I have decided to recognition two types of choices: Game meaningful choices and personally-meaningful choices. Intersection between these in CoG games is rarer than either but is what really makes a text based choice game good.
Example 1. A crude personally meaningful choice:
Chose your eye colour, chose your hair colour, chose your age etc etc.
These choices might mean a lot to the reader, but as far as the game goes the are meaningless.
Example 2. A crude game meaningful choice:
Will you use your bow or your sword, will you go left or right, will you invest in repairing the walls or repairing the keep.
These choices mean little to the reader emotionally or personally, the reader is trying to pick the “best” choice. This is what you have in block 4 of your choice examples
Now, the question which really arises for me is how can game-meaningful choices have an emotional aspect, and how can personally meaningful choices be either difficult to make or “meaningful” - either of these make for very good choices.
Example 3. game meaningful choices with an emotional aspect - tradeoffs
A) Your third block of suggested choices does this, because it provides a selection of choices where each choice has advantages and disadvantages. The player is forced to make trade-offs for their goals - there is a sense of loss and hard decision making in the choice.
B) This can also be done through path opening and closing - provide two options which the player will want to do, each with benefits and costs, but they may only take one. Will you help A or B, will you try and learn more or will you protect what little sanity you have left, will you complete your homework or bunk off.
These choices emotionally invest the player in the mechanical choice. No longer is the player simply pushed to pick “i use gun” because at the beginning they picked “i am good with gun”; nor can the player achieve everything that they might wish.
Example 4. Personally meaningful choices which are relevant to game-play
In games with any sort of graphics, physical character customization appears on your avatar, you tend to see the choices you made in front of you. In text based games this normally boils down to checking the stats page and seeing “Hair colour: Purple with pink bits”. Not only is it a purely cosmetic choice, but it is less so than if you had some sort of visual confirmation. The question arises then, how can you tie these into the game.
I can see why these choices are added into a game, but lots and lots of purely personally-meaningful choices with no reflection in the “game world” becomes shallow and a significant part of the game is taken up with irrelevant customization - it is also easy to do, so there is a high degree of similarity between the start of many GoG works in progress.
Here is a little example in my game of making the players height relevant, and reminding them that they picked these options at the beginning.
There is a knocking on your door.
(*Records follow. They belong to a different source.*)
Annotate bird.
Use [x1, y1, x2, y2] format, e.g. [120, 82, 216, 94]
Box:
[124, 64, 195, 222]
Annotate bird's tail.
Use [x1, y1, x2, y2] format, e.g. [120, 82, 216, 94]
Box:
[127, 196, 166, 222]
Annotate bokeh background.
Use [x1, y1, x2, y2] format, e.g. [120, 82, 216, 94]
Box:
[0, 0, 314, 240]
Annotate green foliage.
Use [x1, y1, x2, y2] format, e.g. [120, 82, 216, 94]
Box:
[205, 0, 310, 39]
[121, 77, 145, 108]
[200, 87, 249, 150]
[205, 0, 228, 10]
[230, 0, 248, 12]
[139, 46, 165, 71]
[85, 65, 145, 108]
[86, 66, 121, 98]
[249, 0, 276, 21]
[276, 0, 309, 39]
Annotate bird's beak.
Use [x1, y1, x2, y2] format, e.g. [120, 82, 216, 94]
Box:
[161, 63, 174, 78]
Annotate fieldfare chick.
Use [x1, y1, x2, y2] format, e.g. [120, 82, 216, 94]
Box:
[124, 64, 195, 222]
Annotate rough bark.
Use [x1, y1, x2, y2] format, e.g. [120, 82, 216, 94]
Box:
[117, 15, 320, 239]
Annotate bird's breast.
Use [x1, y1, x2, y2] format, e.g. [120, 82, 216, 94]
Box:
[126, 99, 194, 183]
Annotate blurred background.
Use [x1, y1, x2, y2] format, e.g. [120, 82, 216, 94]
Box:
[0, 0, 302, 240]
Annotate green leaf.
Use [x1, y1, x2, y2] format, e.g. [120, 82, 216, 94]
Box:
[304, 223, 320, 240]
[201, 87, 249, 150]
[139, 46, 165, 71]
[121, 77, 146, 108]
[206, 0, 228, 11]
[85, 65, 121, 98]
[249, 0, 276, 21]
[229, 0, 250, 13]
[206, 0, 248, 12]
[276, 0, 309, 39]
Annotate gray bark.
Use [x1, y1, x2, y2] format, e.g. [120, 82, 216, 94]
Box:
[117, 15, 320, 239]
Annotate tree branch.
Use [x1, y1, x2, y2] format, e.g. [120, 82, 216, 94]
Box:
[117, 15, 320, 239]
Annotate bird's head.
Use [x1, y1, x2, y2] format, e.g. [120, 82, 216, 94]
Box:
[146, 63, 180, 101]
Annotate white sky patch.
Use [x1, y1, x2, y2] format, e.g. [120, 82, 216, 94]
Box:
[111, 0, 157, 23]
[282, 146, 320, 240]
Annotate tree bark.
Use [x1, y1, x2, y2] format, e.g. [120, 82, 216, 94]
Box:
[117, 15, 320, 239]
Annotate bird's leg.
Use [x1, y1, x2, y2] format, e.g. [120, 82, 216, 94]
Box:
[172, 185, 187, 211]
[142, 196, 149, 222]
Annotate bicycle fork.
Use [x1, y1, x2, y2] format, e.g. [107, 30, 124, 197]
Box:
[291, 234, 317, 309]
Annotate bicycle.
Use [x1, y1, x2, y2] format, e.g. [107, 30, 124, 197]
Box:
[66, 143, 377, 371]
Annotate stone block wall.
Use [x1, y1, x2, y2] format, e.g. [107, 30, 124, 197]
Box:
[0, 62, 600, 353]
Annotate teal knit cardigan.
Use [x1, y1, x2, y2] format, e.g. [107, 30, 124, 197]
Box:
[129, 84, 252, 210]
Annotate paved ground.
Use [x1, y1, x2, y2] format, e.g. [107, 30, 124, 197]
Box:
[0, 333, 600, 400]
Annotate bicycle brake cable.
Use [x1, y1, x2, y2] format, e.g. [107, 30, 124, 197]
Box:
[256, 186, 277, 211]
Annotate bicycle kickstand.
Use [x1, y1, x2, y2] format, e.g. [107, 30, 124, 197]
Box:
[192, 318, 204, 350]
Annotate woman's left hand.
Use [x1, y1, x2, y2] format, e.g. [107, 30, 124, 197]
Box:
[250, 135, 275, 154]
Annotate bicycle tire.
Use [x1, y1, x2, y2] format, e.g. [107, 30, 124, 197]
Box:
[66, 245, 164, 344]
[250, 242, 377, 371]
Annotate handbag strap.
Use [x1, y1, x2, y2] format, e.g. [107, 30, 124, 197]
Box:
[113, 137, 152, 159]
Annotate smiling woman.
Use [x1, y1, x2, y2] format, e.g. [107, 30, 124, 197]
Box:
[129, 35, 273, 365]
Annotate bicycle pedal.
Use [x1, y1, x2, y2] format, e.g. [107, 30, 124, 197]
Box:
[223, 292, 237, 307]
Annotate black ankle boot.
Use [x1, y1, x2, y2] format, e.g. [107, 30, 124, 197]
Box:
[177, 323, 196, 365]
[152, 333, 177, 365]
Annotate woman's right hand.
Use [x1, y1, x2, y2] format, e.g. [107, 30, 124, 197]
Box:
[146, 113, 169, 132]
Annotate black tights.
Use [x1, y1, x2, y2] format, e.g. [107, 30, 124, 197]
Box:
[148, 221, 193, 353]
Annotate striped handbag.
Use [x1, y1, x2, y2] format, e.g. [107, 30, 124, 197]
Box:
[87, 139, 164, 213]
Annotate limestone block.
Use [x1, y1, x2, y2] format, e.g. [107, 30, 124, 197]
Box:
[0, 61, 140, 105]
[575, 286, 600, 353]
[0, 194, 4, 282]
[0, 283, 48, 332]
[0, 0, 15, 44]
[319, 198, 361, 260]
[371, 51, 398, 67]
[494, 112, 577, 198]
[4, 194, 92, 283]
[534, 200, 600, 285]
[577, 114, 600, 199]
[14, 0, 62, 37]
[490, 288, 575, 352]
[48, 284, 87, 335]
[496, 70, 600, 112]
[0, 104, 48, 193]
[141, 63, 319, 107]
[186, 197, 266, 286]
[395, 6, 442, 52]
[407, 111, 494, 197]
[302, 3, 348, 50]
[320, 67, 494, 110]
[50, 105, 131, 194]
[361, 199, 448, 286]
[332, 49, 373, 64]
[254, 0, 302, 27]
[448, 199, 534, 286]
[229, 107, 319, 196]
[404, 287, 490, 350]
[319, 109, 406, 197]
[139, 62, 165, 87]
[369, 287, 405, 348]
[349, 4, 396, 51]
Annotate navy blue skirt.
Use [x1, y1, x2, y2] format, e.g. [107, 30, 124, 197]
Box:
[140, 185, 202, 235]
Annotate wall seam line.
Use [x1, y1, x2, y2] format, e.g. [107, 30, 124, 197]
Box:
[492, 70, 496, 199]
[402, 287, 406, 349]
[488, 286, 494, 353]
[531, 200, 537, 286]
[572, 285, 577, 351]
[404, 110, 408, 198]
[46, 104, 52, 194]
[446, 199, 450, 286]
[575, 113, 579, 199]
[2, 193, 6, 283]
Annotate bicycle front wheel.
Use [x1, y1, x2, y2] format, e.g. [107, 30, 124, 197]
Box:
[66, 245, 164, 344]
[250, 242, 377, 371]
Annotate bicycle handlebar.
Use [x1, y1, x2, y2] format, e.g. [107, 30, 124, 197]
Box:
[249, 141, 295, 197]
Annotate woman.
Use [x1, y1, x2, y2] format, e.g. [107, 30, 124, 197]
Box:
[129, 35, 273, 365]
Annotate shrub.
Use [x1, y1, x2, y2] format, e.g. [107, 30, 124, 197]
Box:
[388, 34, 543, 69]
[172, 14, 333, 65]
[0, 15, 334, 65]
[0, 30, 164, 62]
You open it, finding Solaria standing just outside.
*if height != "very short"
She looks up at you
*if height = "very short"
She looks at you
and asks if you want to go for a walk in the gardens with her.
Here the character the player is interacting with is very short - unless the player is also very short she has to look up at you, it reminds the player of the height difference/similarity between the two of you. These take time to do but they can work towards making a personally meaningful choice feel game-meaningful without penalizing the player for their personal-choice
Emotionally invest your reader in the choices, make some of them difficult for the player to make. Ensure there are consequences to decisions. Meld the choices and the story together. Tracking the users choices through setting variables on and off then providing little (or large) callbacks to them can work to make the player see the consequences of their actions, and if these are included then your player will become more invested in their choices.